Глаза новоиспечённого ван-хана сузились в благодушной усмешке:

– Не в почестях дело.

– А в чём тогда?

– В том, что мир переменчив, и со временем враг в нём может превратиться в друга, а друг – во врага. Пока в степи усобицы, нам с тобой отныне хотя бы с юга не придётся ждать удара.

– Это верно, – согласился Чингис-хан. – Пусть алтан-хан из тех, кто норовит и айрага напиться, и усов не замочить, но мы тоже не простаки.

– Вот именно. Как бы там ни было, мы добились чего хотели, задав татарам хорошую трёпку. Да и поживились неплохо. Что нам алтан-хан? Ждать от него настоящей благодарности – всё равно что копать яму в воде. Зато в степи мы хозяева. Цзиньское войско ушло за Великую стену, а мы остались, и теперь никто здесь не оспорит нашу силу. Есугей-багатур тобой бы гордился, узнав о твоих славных делах. Кто присваивает заслуги предков, не умея подкрепить их собственными достоинствами, тот рискует утратить всё, что имеет, включая и свою жизнь. Но ты не таков – тебя, по всему, ждёт ещё немало побед.

– Ну, один-то я вряд ли сумел бы одолеть татар.

– Верно говоришь, в одиночку тебе было бы труднее. Но когда мы вместе, нам всегда сопутствует удача.

После этих слов Тогорил приложился к походной баклаге-бортохо: задрал голову и сделал несколько основательных глотков, пролив немного архи себе на грудь и подбородок. Затем, тряхнув головой, смачно крякнул и утёрся рукавом. После чего передал кожаную баклагу Чингис-хану.


***


После победы над татарами молва о славе и могуществе Чингис-хана ещё более выросла, распространяясь повсюду, словно степной пожар. Из разных племён стекались к нему отважные лихие багатуры, жаждавшие ратных подвигов и грабежа. Его улус неуклонно разрастался. Но всё чаще вспоминал Чингис слова Хасара, сказанные после битвы в ущелье Дзеренов, – о том, что не будет ему покоя, пока жив Джамуха. Сердце и рассудок подсказывали, что брат прав. Ибо так уж водится в мире, что не бывает более злых и непримиримых врагов, нежели рассорившиеся друзья и родичи.

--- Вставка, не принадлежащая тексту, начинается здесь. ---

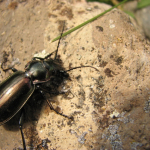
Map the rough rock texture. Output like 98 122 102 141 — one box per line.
0 1 150 150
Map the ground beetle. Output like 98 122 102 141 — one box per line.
0 22 96 150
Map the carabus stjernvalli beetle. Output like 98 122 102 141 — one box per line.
0 22 96 150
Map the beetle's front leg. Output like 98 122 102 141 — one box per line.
32 51 56 61
1 63 18 72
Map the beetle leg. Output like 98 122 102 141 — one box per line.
1 63 18 72
11 68 18 72
32 51 56 60
19 108 26 150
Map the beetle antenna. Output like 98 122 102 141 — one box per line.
66 66 99 72
54 21 65 60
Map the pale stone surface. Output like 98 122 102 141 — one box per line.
1 1 150 150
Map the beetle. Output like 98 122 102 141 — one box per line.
0 22 97 150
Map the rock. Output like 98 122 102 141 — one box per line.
135 6 150 39
0 1 150 150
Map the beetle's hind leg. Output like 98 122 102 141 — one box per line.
19 108 26 150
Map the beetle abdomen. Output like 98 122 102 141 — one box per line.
0 71 35 125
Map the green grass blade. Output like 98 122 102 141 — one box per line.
137 0 150 9
52 0 128 42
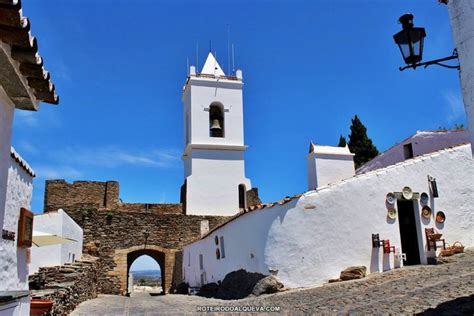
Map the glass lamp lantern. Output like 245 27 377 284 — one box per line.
393 14 426 65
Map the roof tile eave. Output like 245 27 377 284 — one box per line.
0 0 59 108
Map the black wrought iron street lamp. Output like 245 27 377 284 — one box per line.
393 13 459 71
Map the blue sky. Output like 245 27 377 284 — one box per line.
13 0 465 270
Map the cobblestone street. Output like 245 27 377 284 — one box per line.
72 248 474 316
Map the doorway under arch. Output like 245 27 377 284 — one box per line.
109 245 178 295
127 252 163 294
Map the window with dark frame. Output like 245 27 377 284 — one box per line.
403 143 413 159
220 236 225 259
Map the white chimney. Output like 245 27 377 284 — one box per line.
307 142 355 190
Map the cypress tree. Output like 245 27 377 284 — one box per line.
337 135 347 147
349 115 379 169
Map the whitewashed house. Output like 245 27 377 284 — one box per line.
183 144 474 288
181 53 252 215
0 0 59 316
0 147 35 315
29 209 83 274
307 142 355 190
356 130 470 174
448 0 474 155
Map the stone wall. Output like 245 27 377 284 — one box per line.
29 256 101 316
44 180 120 212
61 204 228 294
44 180 232 295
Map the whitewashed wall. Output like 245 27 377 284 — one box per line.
30 209 83 274
0 152 33 291
307 145 355 190
183 145 474 288
448 0 474 154
0 86 15 227
182 53 252 215
357 131 470 174
186 149 252 215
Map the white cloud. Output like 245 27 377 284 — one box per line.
443 90 465 123
34 165 82 179
51 146 179 169
15 111 39 127
15 140 39 154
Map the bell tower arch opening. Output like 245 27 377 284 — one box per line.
209 103 225 137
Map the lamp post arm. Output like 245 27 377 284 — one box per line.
398 50 460 71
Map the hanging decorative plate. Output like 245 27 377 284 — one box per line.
436 212 446 223
421 205 431 218
402 187 413 200
387 208 397 219
420 192 430 205
385 192 397 205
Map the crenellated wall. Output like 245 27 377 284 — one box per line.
44 180 228 295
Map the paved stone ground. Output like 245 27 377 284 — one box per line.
72 249 474 316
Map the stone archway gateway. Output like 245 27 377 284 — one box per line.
109 245 178 295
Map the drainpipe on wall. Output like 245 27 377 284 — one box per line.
446 0 474 156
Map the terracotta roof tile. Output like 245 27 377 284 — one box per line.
0 0 59 104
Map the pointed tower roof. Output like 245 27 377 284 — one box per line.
201 52 225 76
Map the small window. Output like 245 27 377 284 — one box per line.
209 105 224 137
221 236 225 259
239 184 247 209
199 254 204 270
403 143 413 159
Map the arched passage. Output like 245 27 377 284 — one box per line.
109 245 178 295
127 251 164 294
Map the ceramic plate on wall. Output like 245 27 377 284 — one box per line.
387 208 397 219
421 205 431 218
402 187 413 200
420 192 430 205
385 192 397 205
436 212 446 223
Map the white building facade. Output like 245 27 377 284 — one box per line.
356 130 470 174
29 209 83 275
183 145 474 288
181 53 252 215
307 143 355 191
0 148 35 315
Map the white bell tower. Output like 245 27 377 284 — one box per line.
181 53 252 216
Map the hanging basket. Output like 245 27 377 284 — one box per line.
451 241 464 253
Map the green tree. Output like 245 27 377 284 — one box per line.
349 115 379 168
337 135 347 147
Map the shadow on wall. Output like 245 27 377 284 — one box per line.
250 199 298 275
16 248 29 283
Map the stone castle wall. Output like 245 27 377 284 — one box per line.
44 180 228 295
29 257 101 316
44 180 183 214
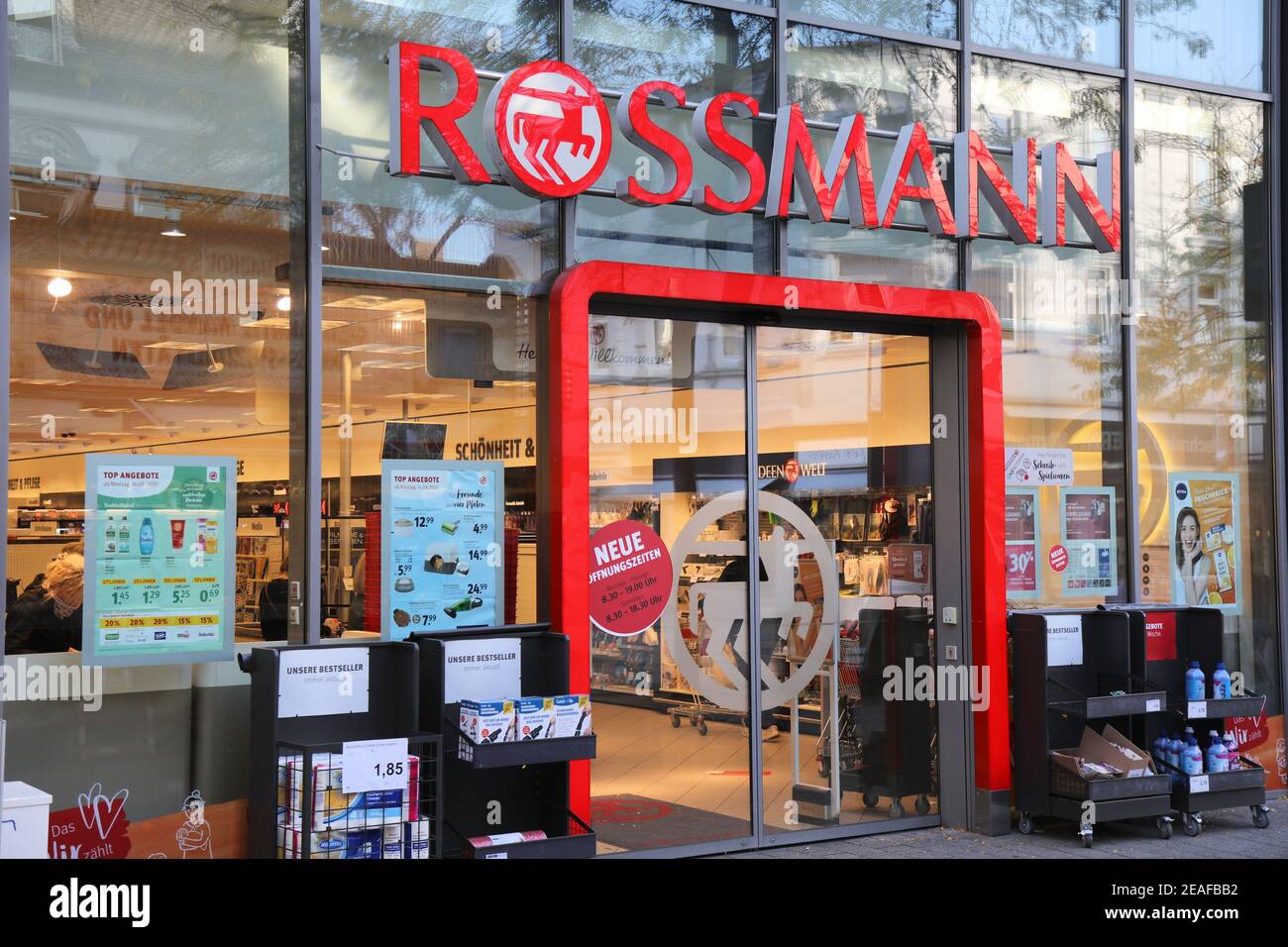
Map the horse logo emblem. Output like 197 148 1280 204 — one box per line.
484 60 612 197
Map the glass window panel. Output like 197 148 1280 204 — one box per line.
787 25 957 286
322 0 559 649
971 0 1122 65
782 0 957 39
3 0 294 858
1134 85 1283 716
574 0 774 271
1136 0 1266 89
971 55 1122 241
971 56 1127 605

И в самом деле, завистливый анда не желал смириться с возвышением того, с кем он прежде делил опасности и невзгоды, ходил в совместные набеги и коротал время привалов у одного костра. Возненавидев былого побратима лютой ненавистью и желая его гибели, Джамуха плёл интриги и собирал вокруг себя недовольных нойонов. Наконец в год Курицы (1201) ему удалось собрать враждебных Чингис-хану вождей на курултай. В урочище Алхуй-булах, расположенное у слияния рек Эргуне и Кан-мурен, съехались ханы и знатные нойоны от хонкиратов, икиресов, куруласов, дорбенов, сальджиутов, хадагинцев, ойратов. Были и представители многих влиятельных татарских родов. От тайджиутов явился Таргутай Кирилтух, от меркитов – Хуту, сын Тохтоа-беки, а от найманов – сам хан Буирух. На курултае уговорились выступить в поход против Чингис-хана и ван-хана Тогорила, вверив Джамухе командование объединёнными силами племён. А для того чтобы возвысить Джамуху над Чингис-ханом и Тогорилом, его провозгласили гурханом51.

Получив известие о войне, Чингис понял, что наступил решающий момент, и судьба всех его устремлений не терпит отсрочки. Следовало действовать быстро и решительно.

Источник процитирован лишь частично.